The Canadian Radio-television and Telecommunications Commission (CRTC) has issued a follow-up decision requiring the country’s largest telecoms companies to provide wholesale access to their high speed fibre/cable fixed broadband access networks including fibre-to-the-premises (FTTP). The policy was mandated last year, but implementation was delayed whilst Bell Canada led unsuccessful appeals claiming that investment in fibre networks would be harmed by the new rules forcing the large network operators to offer a greater level of access to smaller ISPs – a point the CRTC disagreed with, claiming that ‘increased choice is expected to drive competition, resulting in further investment in telecommunications facilities’. The ruling requires smaller companies to either lease or build their own links (‘transport component’) to access wholesale services via a larger telco/cableco’s central office/head-end – known as ‘disaggregated’ wholesale access – whilst the obligations for wholesale fibre access will initially be implemented only in Ontario and Quebec, the domain of incumbent PSTN operator Bell Canada and three major cablecos, Rogers Communications, Videotron and Cogeco.
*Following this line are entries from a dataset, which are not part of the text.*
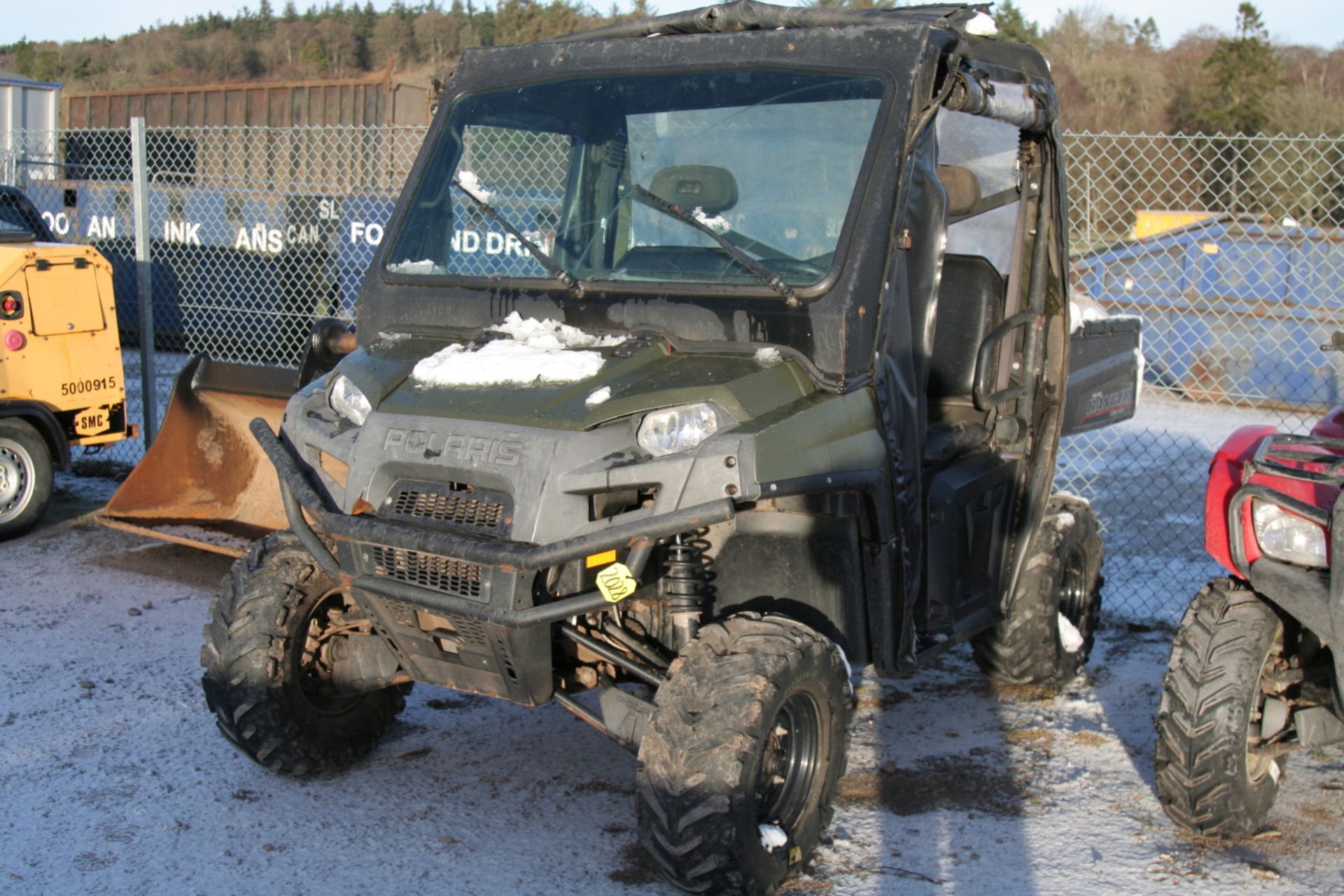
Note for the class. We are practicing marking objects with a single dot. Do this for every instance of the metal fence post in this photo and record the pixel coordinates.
(144, 277)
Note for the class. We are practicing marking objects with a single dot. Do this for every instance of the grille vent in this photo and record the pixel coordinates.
(426, 570)
(457, 505)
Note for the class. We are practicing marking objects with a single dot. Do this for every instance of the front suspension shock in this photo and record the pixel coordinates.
(687, 584)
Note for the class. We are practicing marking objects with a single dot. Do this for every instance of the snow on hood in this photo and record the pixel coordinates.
(1084, 308)
(768, 356)
(472, 184)
(981, 26)
(718, 223)
(537, 352)
(426, 266)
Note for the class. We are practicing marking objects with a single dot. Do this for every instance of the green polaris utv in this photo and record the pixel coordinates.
(706, 358)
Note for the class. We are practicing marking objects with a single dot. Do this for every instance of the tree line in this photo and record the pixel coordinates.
(1112, 74)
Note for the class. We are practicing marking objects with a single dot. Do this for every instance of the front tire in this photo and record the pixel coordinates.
(1211, 778)
(264, 675)
(1050, 624)
(24, 477)
(748, 732)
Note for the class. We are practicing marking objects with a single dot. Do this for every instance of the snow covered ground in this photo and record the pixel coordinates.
(113, 777)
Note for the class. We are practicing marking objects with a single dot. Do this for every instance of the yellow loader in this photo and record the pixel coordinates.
(61, 377)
The CRTC will review implementation in Western provinces next year, when it is expected to impose new obligations on dominant Western incumbent PTO Telus Communications and major cableco Shaw Communications, whilst Saskatchewan/Manitoban provincial incumbents SaskTel and MTS will also eventually be required to implement the directives.
Whilst the new wholesale regime has been generally viewed as good for competition, consumer choice and internet pricing, some of its details were criticised by advocacy group OpenMedia for not going far enough to ensure that independent ISPs can compete on a level playing field, and for not ensuring the smaller ISPs have the autonomy to offer innovative new services to differentiate themselves from the big incumbents.
Telecom Decision CRTC 2016-379 (20 September 2016) is a follow-up to Telecom Regulatory Policy 2015-326 which determined that the provision of tariffed wholesale high speed access (HSA) by large incumbent carriers would continue to be mandated but ‘aggregated’ services (including both access and transport components) would no longer be mandated and would be phased out via implementation of a disaggregated service consisting of only an access component. The implementation of disaggregated wholesale HSA includes a requirement to make these services available over FTTP access facilities. Further, Decision 2016-379 rules that incumbents must offer wholesale capacity in 50Mbps increments, in order to provide competitors with better control of capacity and costs than the existing 100Mbps capacity increment. The CRTC added that whilst the proposed wholesale configurations from Bell Canada and Cogeco met the criterion of excluding a transport component, the filings from Rogers and Videotron did not, and these two operators must resubmit proposals.
The Commission also determined that the large operators are required to only provide solutions that utilise their proposed routing and switching techniques (characterised as ‘Layer 3’ approaches) for their configuration proposals in support of disaggregated wholesale HSA services. In response, OpenMedia’s digital rights specialist Katy Anderson noted that:
• ‘The decision will limit the ability of smaller ISPs to control quality of service in networks (via Layer 3 vs. Layer 2 network control). While it will bring greater choice and faster speeds to more Canadians it limits the ability of smaller providers to provide offerings outside of the Big Telecom incumbents’
• ‘Independent ISPs will also have less ability to offer services that the big providers don’t, because they don’t have access to the quality of service controls … enabling the large telcos to largely control the customer experience’.
In defence of its decision, however, the CRTC states: ‘As competitors have not made significant use of Bell Canada’s Layer 2 aggregated HSA service and demand for the service is decreasing, the Commission is not persuaded that competitors would choose the disaggregated version of the Layer 2 service, given that it could potentially have service provisioning costs similar to those of the Layer 2 aggregated service.’
Regarding interconnect/colocation points, several competitors had told the CRTC that a requirement for colocation in Bell Canada’s central offices to terminate their transport facilities would represent a significant barrier to their use of the disaggregated wholesale HSA service because of high costs; therefore the regulator ruled that Bell (as well as the large cablecos) must provide an external ‘meet-me point’ to support competitor interconnection to the disaggregated wholesale HSA service (in Bell’s case, in addition to its tariffed colocation option).
As the next step towards implementation, the CRTC directed Bell Canada and the cablecos to file tariffs with supporting ‘Phase II’ cost studies for disaggregated wholesale HSA within 60 days.